Neo-imperialisme melalui bahasa sedang dan sudah terjadi. Dan kita amini. Oleh karenanya, saya menyebutnya hegemoni bahasa, sambil memohon keiklasan Foucault, Gramsci, Naquib Al-Attas, semua nabi2 teks pengilham saya (dan tentu saja terutama Pierre Bourdieu), untuk serampangan memakai batasan saya sendiri tentang hegemoni bahasa itu.
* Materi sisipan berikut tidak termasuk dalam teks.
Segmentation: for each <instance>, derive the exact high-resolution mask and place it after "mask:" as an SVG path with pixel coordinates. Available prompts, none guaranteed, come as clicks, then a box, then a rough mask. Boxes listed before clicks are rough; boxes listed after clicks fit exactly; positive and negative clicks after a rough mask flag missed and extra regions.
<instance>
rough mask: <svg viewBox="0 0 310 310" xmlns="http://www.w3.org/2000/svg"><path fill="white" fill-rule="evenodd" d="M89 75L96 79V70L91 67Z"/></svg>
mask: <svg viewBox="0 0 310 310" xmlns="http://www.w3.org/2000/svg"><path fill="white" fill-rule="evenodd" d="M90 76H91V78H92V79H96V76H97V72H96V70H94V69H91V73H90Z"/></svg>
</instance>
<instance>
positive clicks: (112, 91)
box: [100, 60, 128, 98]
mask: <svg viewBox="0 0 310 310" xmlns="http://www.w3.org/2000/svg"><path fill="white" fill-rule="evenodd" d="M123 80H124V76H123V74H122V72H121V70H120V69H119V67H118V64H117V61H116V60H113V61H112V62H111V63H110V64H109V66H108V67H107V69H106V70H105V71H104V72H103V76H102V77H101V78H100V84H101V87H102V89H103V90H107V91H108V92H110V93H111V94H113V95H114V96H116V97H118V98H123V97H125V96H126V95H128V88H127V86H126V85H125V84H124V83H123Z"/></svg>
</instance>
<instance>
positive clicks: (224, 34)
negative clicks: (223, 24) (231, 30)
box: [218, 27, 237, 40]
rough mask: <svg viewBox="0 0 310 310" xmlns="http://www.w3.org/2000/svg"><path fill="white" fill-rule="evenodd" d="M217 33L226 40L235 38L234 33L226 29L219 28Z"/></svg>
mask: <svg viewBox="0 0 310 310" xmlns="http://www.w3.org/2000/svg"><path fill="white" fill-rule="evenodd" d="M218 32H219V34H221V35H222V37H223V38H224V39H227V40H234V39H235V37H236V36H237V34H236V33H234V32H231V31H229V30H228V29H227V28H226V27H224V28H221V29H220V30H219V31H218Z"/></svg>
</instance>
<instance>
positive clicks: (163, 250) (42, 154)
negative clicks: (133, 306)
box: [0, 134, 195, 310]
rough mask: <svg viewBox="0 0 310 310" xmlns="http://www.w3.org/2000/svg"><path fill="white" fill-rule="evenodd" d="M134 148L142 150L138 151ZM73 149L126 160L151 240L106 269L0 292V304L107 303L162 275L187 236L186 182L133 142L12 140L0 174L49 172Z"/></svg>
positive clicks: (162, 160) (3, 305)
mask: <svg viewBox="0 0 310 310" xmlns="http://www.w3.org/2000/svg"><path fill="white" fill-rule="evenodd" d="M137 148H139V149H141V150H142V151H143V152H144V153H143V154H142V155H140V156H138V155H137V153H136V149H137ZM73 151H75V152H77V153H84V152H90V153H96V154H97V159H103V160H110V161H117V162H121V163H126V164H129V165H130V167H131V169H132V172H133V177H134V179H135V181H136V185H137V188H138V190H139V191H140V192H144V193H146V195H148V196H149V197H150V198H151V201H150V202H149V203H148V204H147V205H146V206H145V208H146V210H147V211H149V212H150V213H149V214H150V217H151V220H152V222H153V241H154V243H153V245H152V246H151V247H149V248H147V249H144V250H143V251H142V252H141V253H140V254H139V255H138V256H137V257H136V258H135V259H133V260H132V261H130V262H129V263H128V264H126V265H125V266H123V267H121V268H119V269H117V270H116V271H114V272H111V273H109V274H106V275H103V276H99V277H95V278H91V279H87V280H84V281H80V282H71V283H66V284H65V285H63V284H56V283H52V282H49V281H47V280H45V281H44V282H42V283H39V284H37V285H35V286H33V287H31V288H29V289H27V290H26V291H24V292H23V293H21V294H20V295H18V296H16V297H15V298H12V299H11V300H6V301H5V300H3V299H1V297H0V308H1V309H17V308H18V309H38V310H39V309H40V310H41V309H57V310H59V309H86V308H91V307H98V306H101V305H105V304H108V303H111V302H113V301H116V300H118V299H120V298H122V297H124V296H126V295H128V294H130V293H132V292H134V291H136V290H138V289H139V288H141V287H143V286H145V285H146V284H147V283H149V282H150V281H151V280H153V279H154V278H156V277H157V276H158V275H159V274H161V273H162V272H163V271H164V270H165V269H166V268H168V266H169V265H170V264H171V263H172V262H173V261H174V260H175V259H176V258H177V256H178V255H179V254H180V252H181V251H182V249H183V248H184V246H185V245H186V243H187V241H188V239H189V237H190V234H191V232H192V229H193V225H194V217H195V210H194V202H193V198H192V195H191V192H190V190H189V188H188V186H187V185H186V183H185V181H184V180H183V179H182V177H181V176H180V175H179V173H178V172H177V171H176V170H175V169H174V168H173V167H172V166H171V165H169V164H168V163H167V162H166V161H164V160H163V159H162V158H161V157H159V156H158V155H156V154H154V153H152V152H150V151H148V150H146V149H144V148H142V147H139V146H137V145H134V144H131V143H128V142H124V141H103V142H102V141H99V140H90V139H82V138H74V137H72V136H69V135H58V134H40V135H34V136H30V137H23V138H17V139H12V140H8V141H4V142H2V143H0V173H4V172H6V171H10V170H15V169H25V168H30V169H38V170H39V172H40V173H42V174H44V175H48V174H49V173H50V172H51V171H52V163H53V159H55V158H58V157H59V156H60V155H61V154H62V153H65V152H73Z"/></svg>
Pada dasarnya, kita semua adalah antek-antek sekaligus korban dari kekuasaan bahasa itu dalam arti seluas-luasnya!
Betapa bangga kita secara berjamaah lihai berbahasa Inggris atau Arab, dan acuh ketika Boso Jowo atau Bahasa Indonesia kita tinggalkan dalam amburadul tak terawat. Ini artinya kita menghamba pada kekuasaan antah berantah yang kita undang untuk mewajibkan kita lulus TOEFL misalnya atau membuat kita sibuk berwacana macam2 yang disebut "global".
Oke, sebelum terlalu jauh, Saya tidak sedang mengarahkan pembicaraan ke sejarah Attaturk di Turki, atau konsep "doxa" dari Bourdieu. Saya hanya memberanikan diri mengajukan pernyataan bahwa kita yang "ini", memang menyatukan diri dengan patuh kepada mereka yang "itu" hingga akhirnya semua menjadi "kita".
Neo-imperialisme bahasa sebenarnya sudah tidak perlu diperpanjang debatnya, karena sejak awal munculnya rasionalitas manusia, bahasa memang menunjukkan kuasa.